Our homes are our hideout from the world, the center of our families and the staging ground for all sorts of projects, parties and activities. It is easy to feel like we are creating a good home life by keeping away dirt and pests. It takes extra understanding to think about how the products we bring into our home last much, much longer then just the moments in which they are used. For example, heavy-duty cleaners get out tough stains and then evaporate, right? Not really, the moisture in the products may dry but the chemicals stick around. They remain on our counter tops or get circulated in the air. The next time you put your hand down on the sink or counter you could be re-exposed and so could your children and your pets.
Another example of chemicals persisting in our home involves paints, solvents and furniture. Off gassing, or the slow release of gases into the air, occurs over time and long after that fresh paint or new mattress smell diminishes. By using non-toxic cleaners, building materials and supplies in your home you do not need to worry about chemicals sticking around or trying to figure out how poisonous something will be to you, your children or pets.
Additionally, think about your indoor air quality. If your home is like most in the US, you have off-gassing coming from the paint or wallpaper glue on your walls, toxic materials under your sink or in your garage, chemical residues on your countertops and in your shower, and furniture made with fillers and fabrics containing all sorts of bonding agents, fire retardants and chemicals. Sound pleasant? Utilizing indoor plants that soak up unclean air and ventilating by opening windows can make a huge difference, as can some air purifiers.
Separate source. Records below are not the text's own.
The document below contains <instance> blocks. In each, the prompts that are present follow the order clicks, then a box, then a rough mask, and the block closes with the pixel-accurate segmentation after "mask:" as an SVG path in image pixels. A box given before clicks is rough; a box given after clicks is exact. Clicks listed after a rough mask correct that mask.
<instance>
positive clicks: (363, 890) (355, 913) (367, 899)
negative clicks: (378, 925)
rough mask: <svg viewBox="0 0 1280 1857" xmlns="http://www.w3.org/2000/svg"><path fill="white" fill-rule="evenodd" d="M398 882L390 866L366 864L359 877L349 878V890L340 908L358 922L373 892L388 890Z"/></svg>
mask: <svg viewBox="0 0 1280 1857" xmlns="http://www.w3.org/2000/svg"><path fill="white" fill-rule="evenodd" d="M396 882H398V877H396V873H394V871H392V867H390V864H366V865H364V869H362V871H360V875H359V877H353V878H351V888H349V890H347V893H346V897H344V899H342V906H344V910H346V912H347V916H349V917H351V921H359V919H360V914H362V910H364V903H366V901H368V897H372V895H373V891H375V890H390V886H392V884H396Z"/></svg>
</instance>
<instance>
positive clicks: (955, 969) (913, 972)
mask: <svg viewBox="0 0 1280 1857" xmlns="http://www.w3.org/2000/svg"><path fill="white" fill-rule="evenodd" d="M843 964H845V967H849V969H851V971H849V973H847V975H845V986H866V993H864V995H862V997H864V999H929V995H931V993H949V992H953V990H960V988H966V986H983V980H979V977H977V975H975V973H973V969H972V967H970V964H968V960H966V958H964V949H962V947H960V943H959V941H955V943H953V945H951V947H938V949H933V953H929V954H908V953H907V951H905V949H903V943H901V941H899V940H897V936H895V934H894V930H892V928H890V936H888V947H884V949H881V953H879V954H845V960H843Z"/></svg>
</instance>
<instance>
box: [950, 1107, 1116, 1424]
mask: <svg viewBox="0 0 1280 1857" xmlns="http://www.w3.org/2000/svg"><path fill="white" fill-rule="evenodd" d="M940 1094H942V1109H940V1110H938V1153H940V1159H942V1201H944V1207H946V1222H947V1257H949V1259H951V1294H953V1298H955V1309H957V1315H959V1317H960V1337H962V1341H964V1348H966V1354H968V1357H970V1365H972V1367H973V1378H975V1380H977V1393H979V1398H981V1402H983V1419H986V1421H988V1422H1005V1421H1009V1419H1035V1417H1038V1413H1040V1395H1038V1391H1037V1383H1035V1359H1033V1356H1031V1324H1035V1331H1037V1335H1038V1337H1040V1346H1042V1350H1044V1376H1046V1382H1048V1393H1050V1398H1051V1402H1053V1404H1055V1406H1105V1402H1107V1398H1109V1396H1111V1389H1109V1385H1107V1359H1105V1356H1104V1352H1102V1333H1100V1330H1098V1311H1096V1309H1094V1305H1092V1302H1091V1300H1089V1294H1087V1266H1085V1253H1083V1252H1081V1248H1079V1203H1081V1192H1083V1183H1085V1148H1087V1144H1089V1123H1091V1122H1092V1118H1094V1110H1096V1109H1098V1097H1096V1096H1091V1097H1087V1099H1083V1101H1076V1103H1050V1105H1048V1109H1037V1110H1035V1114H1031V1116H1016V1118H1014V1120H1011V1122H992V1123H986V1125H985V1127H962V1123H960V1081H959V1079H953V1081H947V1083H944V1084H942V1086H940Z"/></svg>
Green building, home remodeling and energy-efficient appliances are becoming more common. If you are planning to refinish some cabinets, replace a floor or stage a major renovation, you have a number of environmentally friendlier options. One of the major considerations is the waste associated with construction. Figure out how to donate or sell unwanted household goods, including old sinks, doors, windows, and wood so that these items do not end up as landfill. Second, source products that are produced sustainably, such as bamboo or composite materials. Bamboo is a grass and therefore grows quickly, unlike a redwood or an oak tree. Recycled content composite materials are made with materials that have already been extracted from the earth. Third, energy-efficient homes and appliances produce less carbon dioxide, the source of global warming. The average home gives off eighteen tons of carbon dioxide each year into the atmosphere. Consult green building sites for more information.
Take your non-toxic, organic and green practices out into your garden too. Using organic fertilizers and pest control make your garden safe in addition to beautiful. Not only do wild animals come in contact with your garden but so do you, your pets and your children. The chemicals you apply to kill pests or grow prize roses will remain on leaves, lawn and flowers and get kicked up into the air during games of catch, with a breeze or during general gardening activities. Being non-toxic in your garden is about more then just not having chemicals from your lawn wash down into an ocean or river somewhere far from you, it is also about your environment and body.